On Sunday, March 1, 2026 at 7:04:10 AM UTC+8 [email protected] wrote:

> Got ur point. I will try to do that. I have few questions regarding DEME.
> 1. Can I use extremely small particle sizes for compression using 
> Hertz-Mindlin model. My specimen size is 50nm currently and its 
> consistently showing me error of very high velocity (exceeding max velocity 
> around 2k) at step 0?
> 2. When I run a simulation, sometimes its using 1 GPU (getting stuck at 
> some point) or sometimes 2 GPUs (runs smoothly then). Then I had to rerun 
> the simulation . Is there any way to solve it? Particle size count is 
> around 30k.
> 3. In another compaction problem, I am using particles with *E = 200 GPa*. I 
> have set the time step accordingly, and the particle size is 1 mm. However, 
> the particles are not settling properly. They keep vibrating(underdamped) 
> even after a long settling period (increasing the settling time or reducing 
> CoR to 0 doesn't help). 
>
> In all the demo examples, I have seen that at most *1 GPa* is used for 
> Young’s modulus. How can I stabilize the particle bed when using such a 
> high stiffness material?
>
>
> Thanks for the support.
>
> On Friday, February 27, 2026 at 9:50:17 PM UTC-8 Ruochun Zhang wrote:
>
> Then again, I still think it's a servo-controlled boundary problem, or say 
> you need a control policy implemented (i.e. you keep the lateral pressure 
> constant by keeping the lateral walls under servo control during the axial 
> loading phase). During shear you prescribe the top wall’s z-velocity 
> (strain rate control) while continuously (like updating it every N steps or 
> so) adjusting the x/y wall positions/velocities based on the 
> tracker-measured lateral pressure values​. This should be exactly like 
> what's happening under the hood for a physical test, and this control 
> policy shouldn't be too hard to implement with C++ or Python. It's not 
> already in DEME, which is a shame... But if you can contribute such a demo 
> to the project, that'd be great. I hope I understand your question 
> correctly.
>
> On Friday, February 27, 2026 at 11:59:05 AM UTC+8 [email protected] 
> wrote:
>
> Thanks a lot, but the problem is how can I keep that pressure constant 
> after getting my desired pressure (If I put an axial strain rate in the 
> z-direction after that, the lateral pressure will increase again according 
> to you)? I wanted to apply an isotropic confining pressure of some value to 
> the specimen in all directions to consolidate it to equilibrium and then an 
> axial strain rate on the top wall (z-axis) while maintaining constant 
> lateral pressure (x and y axis) which is also called Standard Triaxial Test.
>
> On Thursday, February 26, 2026 at 1:54:53 AM UTC-8 Ruochun Zhang wrote:
>
> The short answer is yes, but it's not a one-liner.
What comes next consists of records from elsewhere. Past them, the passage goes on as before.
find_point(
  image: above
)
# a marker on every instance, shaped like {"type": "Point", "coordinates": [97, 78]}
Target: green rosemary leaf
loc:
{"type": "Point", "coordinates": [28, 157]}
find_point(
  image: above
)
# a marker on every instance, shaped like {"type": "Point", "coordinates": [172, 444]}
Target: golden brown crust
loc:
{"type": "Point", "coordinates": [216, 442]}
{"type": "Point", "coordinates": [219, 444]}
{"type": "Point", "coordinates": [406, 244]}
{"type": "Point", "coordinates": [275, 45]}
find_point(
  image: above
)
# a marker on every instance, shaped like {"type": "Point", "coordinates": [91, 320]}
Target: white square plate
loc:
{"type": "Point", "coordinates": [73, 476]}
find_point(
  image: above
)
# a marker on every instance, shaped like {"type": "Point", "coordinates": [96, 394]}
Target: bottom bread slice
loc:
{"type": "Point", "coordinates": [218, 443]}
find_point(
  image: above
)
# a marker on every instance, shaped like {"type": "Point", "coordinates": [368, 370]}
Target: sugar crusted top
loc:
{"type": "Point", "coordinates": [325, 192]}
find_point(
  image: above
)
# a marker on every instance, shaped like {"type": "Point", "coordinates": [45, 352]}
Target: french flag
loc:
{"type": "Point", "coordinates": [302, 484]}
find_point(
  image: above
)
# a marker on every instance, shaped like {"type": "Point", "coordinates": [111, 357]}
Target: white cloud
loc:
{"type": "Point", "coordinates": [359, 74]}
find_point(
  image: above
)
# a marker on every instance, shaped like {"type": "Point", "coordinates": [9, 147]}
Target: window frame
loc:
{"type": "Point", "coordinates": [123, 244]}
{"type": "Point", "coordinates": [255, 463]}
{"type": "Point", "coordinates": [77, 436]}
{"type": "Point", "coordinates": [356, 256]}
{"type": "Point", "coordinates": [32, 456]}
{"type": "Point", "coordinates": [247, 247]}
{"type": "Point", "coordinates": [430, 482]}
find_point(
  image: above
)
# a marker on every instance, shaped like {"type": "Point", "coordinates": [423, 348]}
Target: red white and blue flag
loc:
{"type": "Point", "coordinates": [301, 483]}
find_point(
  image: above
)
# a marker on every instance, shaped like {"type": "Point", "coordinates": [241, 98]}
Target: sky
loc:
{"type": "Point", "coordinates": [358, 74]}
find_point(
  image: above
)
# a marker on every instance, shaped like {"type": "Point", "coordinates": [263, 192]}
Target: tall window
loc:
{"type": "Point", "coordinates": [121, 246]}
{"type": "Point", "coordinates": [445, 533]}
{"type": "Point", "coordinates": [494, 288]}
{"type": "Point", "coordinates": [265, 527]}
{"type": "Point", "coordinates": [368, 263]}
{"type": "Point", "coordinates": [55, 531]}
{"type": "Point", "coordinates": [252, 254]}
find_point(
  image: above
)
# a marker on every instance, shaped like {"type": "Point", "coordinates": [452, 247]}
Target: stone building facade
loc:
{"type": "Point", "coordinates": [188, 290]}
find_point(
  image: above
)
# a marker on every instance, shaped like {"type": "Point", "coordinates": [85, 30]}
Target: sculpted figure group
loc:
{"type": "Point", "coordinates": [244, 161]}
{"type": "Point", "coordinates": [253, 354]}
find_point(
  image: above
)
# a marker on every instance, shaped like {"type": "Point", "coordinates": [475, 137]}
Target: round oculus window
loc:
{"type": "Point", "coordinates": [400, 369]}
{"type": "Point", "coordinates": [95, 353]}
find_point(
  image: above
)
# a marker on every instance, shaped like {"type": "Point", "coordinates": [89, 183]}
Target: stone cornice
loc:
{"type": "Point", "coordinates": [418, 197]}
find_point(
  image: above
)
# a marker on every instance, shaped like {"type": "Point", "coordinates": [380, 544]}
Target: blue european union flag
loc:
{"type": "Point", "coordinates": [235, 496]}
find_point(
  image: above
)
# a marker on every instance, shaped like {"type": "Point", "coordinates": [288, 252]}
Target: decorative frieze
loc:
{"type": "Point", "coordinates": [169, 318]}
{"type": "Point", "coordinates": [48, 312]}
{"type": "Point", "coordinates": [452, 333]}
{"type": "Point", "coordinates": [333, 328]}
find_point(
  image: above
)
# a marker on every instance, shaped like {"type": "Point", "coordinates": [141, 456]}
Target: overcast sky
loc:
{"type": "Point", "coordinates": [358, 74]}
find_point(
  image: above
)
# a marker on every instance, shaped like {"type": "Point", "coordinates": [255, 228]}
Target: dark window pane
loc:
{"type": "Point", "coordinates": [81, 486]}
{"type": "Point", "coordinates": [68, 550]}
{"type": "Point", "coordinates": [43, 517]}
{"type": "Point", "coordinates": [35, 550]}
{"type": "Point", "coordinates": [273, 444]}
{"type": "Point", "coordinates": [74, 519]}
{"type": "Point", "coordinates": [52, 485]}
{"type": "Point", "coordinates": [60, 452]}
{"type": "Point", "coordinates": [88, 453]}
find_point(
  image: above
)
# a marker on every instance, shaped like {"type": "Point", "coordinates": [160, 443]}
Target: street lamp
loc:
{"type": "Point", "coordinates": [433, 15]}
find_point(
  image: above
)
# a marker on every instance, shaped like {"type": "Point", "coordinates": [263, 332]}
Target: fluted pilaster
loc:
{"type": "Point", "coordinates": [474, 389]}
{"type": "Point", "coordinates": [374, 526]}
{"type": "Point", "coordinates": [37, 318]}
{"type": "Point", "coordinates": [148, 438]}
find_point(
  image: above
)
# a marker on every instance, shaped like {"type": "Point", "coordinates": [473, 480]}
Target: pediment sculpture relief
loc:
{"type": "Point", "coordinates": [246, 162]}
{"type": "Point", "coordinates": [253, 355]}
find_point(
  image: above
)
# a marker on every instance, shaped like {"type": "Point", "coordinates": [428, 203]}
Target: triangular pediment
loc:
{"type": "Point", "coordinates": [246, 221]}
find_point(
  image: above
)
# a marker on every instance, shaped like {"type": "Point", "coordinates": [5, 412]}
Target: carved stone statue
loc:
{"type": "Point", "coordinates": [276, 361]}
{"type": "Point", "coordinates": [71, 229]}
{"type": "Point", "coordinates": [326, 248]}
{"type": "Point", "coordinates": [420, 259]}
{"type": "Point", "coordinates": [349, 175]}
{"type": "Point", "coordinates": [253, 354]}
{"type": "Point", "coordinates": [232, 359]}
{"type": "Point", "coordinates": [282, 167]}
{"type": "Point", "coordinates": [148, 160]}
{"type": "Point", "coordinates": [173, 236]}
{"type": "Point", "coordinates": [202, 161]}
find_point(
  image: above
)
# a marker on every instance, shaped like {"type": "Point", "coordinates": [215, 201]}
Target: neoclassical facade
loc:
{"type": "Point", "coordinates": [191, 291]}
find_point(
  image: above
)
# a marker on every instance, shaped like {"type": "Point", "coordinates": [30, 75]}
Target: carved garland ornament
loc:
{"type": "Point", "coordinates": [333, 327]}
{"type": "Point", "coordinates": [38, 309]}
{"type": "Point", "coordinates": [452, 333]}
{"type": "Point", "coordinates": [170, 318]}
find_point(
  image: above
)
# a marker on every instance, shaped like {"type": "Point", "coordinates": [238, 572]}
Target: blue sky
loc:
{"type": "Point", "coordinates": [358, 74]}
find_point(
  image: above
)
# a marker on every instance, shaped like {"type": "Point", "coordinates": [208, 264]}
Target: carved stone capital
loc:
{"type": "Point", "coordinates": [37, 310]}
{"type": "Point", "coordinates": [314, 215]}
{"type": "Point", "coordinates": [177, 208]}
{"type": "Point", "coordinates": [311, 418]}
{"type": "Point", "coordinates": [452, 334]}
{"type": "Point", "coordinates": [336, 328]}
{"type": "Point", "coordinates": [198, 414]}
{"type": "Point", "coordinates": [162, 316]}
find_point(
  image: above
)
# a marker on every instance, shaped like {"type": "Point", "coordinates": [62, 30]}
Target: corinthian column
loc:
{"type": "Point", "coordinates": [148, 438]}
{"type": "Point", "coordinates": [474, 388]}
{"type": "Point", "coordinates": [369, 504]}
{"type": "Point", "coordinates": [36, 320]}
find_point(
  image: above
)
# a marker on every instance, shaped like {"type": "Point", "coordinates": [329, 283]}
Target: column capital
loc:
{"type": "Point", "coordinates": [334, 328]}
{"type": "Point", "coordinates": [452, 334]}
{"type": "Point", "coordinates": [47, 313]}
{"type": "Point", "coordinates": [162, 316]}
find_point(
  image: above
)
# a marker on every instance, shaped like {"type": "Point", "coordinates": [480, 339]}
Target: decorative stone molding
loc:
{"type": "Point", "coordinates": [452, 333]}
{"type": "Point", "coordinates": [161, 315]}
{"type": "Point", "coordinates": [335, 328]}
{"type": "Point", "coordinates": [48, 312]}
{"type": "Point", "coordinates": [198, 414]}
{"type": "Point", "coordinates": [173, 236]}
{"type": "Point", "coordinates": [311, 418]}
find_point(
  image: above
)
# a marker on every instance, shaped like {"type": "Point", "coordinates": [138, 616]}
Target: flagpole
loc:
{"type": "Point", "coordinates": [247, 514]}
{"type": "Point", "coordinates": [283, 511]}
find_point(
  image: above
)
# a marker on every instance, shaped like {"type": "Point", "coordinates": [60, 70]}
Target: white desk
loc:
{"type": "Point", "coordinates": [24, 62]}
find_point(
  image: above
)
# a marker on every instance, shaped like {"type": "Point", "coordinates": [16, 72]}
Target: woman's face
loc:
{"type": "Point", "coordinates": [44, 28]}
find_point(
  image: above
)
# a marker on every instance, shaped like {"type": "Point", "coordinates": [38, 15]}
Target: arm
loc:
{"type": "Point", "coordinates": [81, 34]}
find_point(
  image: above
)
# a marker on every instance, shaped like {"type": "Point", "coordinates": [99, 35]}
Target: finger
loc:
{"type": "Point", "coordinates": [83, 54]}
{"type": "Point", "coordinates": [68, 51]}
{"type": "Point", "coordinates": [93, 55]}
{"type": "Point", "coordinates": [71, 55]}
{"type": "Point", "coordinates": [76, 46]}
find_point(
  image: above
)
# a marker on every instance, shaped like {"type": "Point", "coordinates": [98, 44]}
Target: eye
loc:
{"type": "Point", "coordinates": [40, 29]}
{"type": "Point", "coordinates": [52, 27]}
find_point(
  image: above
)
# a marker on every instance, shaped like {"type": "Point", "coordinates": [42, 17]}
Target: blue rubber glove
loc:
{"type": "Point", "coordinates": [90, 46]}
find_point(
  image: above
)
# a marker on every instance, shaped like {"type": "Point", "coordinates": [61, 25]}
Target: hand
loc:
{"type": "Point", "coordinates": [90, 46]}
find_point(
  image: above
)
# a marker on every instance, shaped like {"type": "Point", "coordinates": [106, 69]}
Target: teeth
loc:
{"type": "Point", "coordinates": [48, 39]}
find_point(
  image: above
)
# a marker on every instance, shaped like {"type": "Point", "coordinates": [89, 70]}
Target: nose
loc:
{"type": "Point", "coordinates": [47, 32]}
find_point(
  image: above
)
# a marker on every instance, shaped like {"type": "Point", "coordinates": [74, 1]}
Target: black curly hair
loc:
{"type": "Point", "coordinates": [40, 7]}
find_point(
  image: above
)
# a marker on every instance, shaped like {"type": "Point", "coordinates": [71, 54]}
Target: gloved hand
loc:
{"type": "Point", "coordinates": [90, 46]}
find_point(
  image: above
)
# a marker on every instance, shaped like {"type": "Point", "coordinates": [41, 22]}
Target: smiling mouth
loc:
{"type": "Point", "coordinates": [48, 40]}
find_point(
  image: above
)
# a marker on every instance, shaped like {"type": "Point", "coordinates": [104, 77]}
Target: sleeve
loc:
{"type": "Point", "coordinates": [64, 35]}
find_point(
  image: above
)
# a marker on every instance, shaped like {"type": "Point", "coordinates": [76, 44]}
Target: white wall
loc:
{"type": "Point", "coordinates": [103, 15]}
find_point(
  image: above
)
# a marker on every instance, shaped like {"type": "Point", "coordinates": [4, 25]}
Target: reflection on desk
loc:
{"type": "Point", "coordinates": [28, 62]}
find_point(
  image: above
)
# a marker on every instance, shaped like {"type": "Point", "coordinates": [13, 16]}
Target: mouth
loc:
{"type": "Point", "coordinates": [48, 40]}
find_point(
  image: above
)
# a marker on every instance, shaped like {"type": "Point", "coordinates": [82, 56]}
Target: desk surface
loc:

If you already have 
> your setup to compress the material, then rather than directly setting the 
> wall pressure, think of creating a servo-controlled boundary problem. You 
> can use the tracker class to track the walls that you use for compression, 
> then you can get the normal force using that tracker, and divide that by 
> the area of the wall, you get the pressure. Adjust the wall velocity (or 
> position) based on the difference between the current pressure and your 
> target pressure. This creates a feedback loop that drives the system toward 
> the desired pressure. 
>
> Let me know if there are further questions.
> Ruochun
> On Wednesday, February 25, 2026 at 7:31:13 PM UTC+8 [email protected] 
> wrote:
>
> Can I do a triaxial compression test in Chrono DEM Engine??  I can easily 
> do uniaxial compression but I cant put any confined pressure in y and z 
> directions when trying triaxial tests in chrono DEM Engine. How can I keep 
> the pressure constant in a direction  at the time of compression??